Through the intersection, he raced down the hall of records, the central court only forty strides away from where the trail began. Dark doors were shut fast to either side, a wider spray of blood across the floor there, the marks of large hands streaked where they’d clutched at the stones. Barien struck on this spot, falling. Rising again to run. Pursuing his attacker? Or trying to flee?
And then in the hall behind him, movement, four figures where Barien had fallen. Garrison uniforms but no faces he could remember in the fury that sent him racing towards them. He saw their lips moving but he couldn’t hear the words over his scream as they stepped across the body, swords drawn. Then they were on him before he could swing, hauling him down easily in the frenzy that consumed him.
He felt something hard strike his head, the pain already there redoubled. He felt his arms pinned, boots striking him in the stomach and back. Then he was moving across cold stone and his legs didn’t work anymore.
A frozen moment of time, the ceiling sliding endlessly past above him. Then darkness took him away.
— Chapter 3 —
CHRIANI’S SECRET
THE SECRET CHRIANI HAD KEPT since the day he walked into Rheran through the dust of the trade way meant that he could see better than anyone else in the keep that he knew of, but that same sharpness of sight blinded him now when he finally awoke. He blinked, found himself staring up into the singular brilliance of a dozen evenlamps, a massive hanging fixture directly above him that he looked away from at once, overwhelmed by the shadow that had burned into his sight while he lay there unconscious.
As he slowly forced his eyes open, he saw an intricate pattern on the floor beneath him, blue and white tile cold against his face.

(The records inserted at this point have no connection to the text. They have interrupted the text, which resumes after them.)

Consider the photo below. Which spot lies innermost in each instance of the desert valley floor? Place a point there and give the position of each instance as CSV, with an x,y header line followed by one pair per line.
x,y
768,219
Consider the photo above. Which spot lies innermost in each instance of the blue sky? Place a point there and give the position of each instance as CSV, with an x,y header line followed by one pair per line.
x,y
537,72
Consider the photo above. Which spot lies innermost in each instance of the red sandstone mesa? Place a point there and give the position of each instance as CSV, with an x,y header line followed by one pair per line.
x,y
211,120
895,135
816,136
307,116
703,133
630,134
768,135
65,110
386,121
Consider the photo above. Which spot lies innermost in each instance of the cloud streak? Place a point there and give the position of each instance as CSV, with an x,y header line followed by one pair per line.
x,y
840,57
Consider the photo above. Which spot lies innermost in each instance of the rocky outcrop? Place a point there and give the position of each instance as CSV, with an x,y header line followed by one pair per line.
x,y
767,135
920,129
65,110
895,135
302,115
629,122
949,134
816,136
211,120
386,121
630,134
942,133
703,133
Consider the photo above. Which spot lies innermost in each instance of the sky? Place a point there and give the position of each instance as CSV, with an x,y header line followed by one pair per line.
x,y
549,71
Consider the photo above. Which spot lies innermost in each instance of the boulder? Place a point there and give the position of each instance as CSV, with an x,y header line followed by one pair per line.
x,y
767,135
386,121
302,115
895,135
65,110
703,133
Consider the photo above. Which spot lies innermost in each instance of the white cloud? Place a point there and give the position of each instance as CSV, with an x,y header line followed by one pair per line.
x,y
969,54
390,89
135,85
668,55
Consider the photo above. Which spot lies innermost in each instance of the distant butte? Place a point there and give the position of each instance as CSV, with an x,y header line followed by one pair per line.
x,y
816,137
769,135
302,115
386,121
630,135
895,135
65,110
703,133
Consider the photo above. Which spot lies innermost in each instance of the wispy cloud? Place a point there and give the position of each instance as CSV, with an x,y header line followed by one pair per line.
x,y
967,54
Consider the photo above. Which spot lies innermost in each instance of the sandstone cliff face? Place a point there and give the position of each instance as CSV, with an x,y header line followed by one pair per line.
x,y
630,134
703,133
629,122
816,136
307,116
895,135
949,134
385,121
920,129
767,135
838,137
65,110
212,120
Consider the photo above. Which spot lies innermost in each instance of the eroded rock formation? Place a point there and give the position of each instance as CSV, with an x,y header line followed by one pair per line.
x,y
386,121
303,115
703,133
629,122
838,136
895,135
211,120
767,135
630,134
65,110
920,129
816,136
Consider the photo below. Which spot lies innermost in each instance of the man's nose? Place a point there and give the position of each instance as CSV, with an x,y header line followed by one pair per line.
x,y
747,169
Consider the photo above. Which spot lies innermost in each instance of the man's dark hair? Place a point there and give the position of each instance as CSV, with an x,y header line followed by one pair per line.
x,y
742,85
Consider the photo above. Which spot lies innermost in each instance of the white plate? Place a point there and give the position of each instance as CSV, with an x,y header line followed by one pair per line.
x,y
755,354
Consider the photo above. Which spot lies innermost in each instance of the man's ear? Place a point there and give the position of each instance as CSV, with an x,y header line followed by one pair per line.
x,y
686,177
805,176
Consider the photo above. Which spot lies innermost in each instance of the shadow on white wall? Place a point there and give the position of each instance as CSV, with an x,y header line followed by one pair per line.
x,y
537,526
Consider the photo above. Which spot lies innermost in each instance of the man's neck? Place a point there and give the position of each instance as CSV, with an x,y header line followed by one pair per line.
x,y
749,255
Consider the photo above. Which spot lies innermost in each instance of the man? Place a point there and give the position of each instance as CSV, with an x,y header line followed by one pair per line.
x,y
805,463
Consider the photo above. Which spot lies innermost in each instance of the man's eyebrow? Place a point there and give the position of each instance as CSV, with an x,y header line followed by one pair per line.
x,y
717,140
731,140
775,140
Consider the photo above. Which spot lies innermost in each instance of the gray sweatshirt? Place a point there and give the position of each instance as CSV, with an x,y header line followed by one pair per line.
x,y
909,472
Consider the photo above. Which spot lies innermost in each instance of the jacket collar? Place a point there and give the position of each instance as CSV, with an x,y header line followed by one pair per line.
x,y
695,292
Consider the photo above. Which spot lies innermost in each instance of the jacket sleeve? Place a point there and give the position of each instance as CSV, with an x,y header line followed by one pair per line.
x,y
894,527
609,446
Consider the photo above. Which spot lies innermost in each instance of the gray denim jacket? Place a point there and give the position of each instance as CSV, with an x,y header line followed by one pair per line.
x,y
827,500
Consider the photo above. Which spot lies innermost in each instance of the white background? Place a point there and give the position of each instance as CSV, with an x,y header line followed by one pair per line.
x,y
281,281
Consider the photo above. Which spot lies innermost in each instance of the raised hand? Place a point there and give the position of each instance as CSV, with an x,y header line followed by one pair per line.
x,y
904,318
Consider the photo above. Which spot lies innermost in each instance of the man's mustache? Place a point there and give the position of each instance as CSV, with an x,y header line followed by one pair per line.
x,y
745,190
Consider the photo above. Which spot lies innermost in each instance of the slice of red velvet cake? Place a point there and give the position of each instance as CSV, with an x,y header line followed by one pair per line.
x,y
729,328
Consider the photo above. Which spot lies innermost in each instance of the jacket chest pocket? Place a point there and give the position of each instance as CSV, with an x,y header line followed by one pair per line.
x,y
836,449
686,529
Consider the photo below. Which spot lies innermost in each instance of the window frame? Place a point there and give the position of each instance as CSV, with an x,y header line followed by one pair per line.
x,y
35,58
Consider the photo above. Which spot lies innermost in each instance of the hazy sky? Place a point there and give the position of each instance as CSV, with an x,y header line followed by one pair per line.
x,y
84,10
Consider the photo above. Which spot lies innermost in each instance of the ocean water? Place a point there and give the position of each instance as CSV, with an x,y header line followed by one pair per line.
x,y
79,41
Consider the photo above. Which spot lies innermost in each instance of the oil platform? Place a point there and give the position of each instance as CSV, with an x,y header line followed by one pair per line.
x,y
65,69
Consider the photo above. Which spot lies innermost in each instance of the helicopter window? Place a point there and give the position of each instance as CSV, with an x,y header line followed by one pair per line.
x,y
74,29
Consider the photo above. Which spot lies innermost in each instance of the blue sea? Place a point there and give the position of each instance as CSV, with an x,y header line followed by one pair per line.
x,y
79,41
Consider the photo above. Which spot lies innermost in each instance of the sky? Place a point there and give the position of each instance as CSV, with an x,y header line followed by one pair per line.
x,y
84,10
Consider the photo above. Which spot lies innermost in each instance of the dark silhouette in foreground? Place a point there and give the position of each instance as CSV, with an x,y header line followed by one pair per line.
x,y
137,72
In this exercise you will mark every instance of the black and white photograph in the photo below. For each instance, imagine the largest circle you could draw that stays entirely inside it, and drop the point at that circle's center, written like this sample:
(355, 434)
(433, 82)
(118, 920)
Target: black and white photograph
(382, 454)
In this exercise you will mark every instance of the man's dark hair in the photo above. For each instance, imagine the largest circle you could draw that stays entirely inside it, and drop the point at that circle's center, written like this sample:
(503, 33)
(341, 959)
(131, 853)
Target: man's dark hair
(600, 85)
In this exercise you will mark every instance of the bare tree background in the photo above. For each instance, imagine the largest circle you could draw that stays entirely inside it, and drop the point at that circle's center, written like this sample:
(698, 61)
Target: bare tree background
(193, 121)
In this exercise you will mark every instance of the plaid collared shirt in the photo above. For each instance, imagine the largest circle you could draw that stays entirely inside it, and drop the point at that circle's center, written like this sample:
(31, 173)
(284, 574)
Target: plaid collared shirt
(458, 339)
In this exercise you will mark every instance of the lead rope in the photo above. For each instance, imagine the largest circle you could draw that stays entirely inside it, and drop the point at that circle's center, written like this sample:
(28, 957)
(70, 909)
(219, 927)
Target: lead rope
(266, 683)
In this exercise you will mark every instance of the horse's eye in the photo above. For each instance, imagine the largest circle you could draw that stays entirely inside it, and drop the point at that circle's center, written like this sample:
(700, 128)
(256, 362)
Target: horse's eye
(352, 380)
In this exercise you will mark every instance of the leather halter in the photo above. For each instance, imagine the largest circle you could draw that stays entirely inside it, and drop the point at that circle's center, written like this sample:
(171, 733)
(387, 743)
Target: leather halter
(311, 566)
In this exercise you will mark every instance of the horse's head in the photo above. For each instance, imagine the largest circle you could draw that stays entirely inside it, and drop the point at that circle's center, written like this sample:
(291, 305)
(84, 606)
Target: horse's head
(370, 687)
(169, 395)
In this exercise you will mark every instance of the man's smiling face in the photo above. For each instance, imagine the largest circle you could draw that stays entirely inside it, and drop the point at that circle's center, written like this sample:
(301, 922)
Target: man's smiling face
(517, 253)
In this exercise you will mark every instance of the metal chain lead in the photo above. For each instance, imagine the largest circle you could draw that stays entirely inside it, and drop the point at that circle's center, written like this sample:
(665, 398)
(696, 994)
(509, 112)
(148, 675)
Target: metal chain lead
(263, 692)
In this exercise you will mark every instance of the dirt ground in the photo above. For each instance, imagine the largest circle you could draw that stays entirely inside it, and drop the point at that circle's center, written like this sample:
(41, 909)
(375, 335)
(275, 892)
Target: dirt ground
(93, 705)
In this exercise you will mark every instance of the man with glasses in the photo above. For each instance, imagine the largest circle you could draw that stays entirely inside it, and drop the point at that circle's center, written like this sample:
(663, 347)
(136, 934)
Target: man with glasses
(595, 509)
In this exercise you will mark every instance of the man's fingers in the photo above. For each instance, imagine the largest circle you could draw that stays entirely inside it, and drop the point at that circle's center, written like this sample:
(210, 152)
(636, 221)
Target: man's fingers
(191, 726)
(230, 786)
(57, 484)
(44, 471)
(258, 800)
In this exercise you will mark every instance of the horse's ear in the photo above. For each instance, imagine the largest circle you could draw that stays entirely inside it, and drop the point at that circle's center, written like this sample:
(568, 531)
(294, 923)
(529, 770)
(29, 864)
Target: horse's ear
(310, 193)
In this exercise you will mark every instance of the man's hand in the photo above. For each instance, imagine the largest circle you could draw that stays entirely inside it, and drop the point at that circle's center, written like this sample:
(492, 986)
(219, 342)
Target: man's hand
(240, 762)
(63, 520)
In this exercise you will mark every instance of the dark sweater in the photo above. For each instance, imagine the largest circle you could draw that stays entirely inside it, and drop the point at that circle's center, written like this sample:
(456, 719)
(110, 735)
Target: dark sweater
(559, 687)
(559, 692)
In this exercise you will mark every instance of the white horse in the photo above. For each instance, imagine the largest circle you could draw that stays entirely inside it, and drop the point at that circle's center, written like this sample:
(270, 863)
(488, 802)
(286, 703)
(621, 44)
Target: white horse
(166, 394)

An interleaving pattern of knots twisted around a blurred mosaic as he slowly looked up and across. The falcon of Brandis, ancient standard of the first princes. Its wings unfurled across the floor as it climbed, empty eyes fierce in their coldness where they seemed to watch him through a blur of movement all around.
The throne room, he thought.
He tried to focus, felt all the disparate pain from the number of times he’d been struck in the head that night twist into one solid knot. He felt rough cords at his wrists and feet, thought about trying to sit up but decided against it. The blood at his tunic was still wet, hardly any time passed. He was in the throne room but he was bound, which meant that they wanted something from him but were expecting to be able to get it without beating him in the dark holding cells behind the outwall. That was a good thing.
Barien was dead.
Where the terrible truth had circled half-remembered in his daze, it flooded him now like a plunge into ice-cold water. Against a sudden spike of anger, Chriani forced himself upright as a knife-edge of pain cut through him. Across from him, he saw three guards suddenly alert, more around them, spread across the room where his vision blurred.
You will do as I command , the princess had said.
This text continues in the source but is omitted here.